Niebieskie oczy powędrowały po ścianie, by ostatecznie zatrzymać wzrok na podłodze. Mężczyzna cofnął się do kuchni i oparł o blat wpatrując w widok za oknem. Westchnął cicho; po chwili poczuł delikatny dotyk rąk, obejmujących jego talię.
- Będę przy tobie na dobre i złe… – Powiedział cicho blondyn wprost do ucha czarnowłosego. Adam zaniemówił, czując ukłucie w dole klatki piersiowej.
- Nie składałeś mi obietnic. Nie mogę tego od ciebie wymagać.
Tommy westchnął, opierając czoło o łopatkę Adama – Czemu próbujesz mnie od siebie odsunąć? To nie jest przyjemne.
- Robię to dla twojego dobra.
- Ranisz mnie, bym był szczęśliwy?
Adam odwrócił się i oparł ręce na ramionach niższego od siebie chłopaka.

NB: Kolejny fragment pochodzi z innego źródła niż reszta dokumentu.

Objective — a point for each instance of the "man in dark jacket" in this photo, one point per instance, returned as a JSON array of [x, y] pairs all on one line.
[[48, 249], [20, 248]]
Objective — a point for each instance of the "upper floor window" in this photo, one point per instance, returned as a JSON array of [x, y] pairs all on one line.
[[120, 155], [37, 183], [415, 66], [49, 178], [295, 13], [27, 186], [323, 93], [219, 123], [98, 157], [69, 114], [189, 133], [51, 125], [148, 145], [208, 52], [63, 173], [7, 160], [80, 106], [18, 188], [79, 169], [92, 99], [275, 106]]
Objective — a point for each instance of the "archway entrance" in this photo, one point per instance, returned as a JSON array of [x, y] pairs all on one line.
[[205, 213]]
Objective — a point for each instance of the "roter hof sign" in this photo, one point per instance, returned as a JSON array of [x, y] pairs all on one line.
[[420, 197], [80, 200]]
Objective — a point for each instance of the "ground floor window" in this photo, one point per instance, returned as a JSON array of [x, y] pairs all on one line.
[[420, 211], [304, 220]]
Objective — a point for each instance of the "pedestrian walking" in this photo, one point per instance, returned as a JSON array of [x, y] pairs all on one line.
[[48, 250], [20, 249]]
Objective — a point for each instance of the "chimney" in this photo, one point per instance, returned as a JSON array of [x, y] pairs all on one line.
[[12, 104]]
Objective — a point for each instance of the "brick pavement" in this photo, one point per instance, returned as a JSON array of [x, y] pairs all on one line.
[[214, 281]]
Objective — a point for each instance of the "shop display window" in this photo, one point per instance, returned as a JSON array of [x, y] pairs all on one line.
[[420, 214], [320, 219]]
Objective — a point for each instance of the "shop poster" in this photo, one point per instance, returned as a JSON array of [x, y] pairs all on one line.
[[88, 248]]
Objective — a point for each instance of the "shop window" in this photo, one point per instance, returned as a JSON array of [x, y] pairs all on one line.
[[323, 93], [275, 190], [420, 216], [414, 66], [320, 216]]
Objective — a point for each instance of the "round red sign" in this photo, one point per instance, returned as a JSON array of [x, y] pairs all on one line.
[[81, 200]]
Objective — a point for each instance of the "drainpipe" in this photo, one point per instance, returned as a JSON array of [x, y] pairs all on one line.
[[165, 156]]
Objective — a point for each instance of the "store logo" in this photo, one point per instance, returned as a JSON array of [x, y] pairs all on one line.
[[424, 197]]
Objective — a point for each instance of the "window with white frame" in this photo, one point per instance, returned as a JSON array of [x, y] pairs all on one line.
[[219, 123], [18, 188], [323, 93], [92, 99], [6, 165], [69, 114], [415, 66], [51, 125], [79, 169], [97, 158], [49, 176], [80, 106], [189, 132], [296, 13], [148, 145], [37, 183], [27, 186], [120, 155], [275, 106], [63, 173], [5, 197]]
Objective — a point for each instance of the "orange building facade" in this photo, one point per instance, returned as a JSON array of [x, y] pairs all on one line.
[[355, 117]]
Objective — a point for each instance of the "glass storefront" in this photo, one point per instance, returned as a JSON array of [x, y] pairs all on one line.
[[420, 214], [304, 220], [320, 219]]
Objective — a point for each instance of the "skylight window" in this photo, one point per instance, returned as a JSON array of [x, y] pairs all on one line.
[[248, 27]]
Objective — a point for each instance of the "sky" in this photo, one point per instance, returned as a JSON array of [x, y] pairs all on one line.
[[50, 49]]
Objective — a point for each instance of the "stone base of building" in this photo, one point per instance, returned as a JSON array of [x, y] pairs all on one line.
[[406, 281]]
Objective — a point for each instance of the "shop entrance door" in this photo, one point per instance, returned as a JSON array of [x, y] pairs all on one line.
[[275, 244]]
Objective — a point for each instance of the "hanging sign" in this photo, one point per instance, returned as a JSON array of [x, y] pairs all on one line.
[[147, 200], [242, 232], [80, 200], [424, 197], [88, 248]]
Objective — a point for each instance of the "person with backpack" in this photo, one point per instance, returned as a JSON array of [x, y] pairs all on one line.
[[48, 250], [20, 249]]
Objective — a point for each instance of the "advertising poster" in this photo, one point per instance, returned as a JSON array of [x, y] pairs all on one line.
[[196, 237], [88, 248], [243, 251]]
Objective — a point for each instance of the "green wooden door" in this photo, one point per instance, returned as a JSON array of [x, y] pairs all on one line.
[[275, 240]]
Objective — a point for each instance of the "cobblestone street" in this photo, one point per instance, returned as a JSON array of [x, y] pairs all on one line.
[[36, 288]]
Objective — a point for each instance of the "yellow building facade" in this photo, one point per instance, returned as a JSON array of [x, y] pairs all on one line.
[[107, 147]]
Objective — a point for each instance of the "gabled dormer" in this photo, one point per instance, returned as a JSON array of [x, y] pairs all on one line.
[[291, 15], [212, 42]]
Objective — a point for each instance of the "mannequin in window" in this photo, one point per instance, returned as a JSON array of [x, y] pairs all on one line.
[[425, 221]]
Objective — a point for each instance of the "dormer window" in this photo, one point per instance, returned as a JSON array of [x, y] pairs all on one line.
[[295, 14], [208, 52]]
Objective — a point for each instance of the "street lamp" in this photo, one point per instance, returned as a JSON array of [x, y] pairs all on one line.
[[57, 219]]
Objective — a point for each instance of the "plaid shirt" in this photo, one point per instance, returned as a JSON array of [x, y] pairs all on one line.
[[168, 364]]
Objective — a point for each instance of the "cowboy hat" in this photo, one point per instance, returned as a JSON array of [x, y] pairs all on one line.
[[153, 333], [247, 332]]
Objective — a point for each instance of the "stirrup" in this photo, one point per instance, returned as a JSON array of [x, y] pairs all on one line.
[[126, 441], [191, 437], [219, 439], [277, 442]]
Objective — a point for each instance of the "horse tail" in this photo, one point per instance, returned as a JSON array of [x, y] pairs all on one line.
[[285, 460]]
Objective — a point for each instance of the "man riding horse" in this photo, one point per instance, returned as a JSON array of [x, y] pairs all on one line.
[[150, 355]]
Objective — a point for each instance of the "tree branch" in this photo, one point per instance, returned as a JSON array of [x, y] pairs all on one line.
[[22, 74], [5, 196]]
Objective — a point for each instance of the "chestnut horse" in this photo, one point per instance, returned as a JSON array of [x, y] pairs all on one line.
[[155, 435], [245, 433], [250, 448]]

Patrzył w jego oczy.
- Nic nie mówiłeś o budowie domu – Zauważył Tommy – Skąd ten pomysł?
Czarnowłosy zawahał się chwilę nad odpowiedzią. Oparł dłonie o blat za swoimi plecami.
- Bo chcę zamieszkać w niedużym mieście nad oceanem. Być tam tylko z tobą.
Blondyn uniósł brwi – Ale Kalifornia? To tak daleko…
Adam odpowiedział uśmiechem – Niedaleko od Los Angeles.Spędzimy tam niezapomniany czas.
- Chcę zobaczyć ten dom – Tommy uśmiechnął się szeroko i niemal podskoczył w miejscu – Masz projekty?
Lambert roześmiał się i pokręcił głową – Może mam.
- Adam, no! – Basista oparł dłonie o tors wyższego od siebie mężczyzny – Proszę.
- Przyjdzie na to czas – Odparł brunet – Im więcej będziesz prosił, tym później ci pokażę. Zamykam ten temat do odwołania.
Wargi Tommy’ego wykrzywiły się w grymasie - Ravi zaprosił nas dziś na wieczór do klubu – Rzekł– Chcę, żebyś poszedł.
Delikatny uśmiech po chwili pojawił się na twarzy Lamberta. Był dumny z osiągnięć swojego partnera – A zagrasz z nimi?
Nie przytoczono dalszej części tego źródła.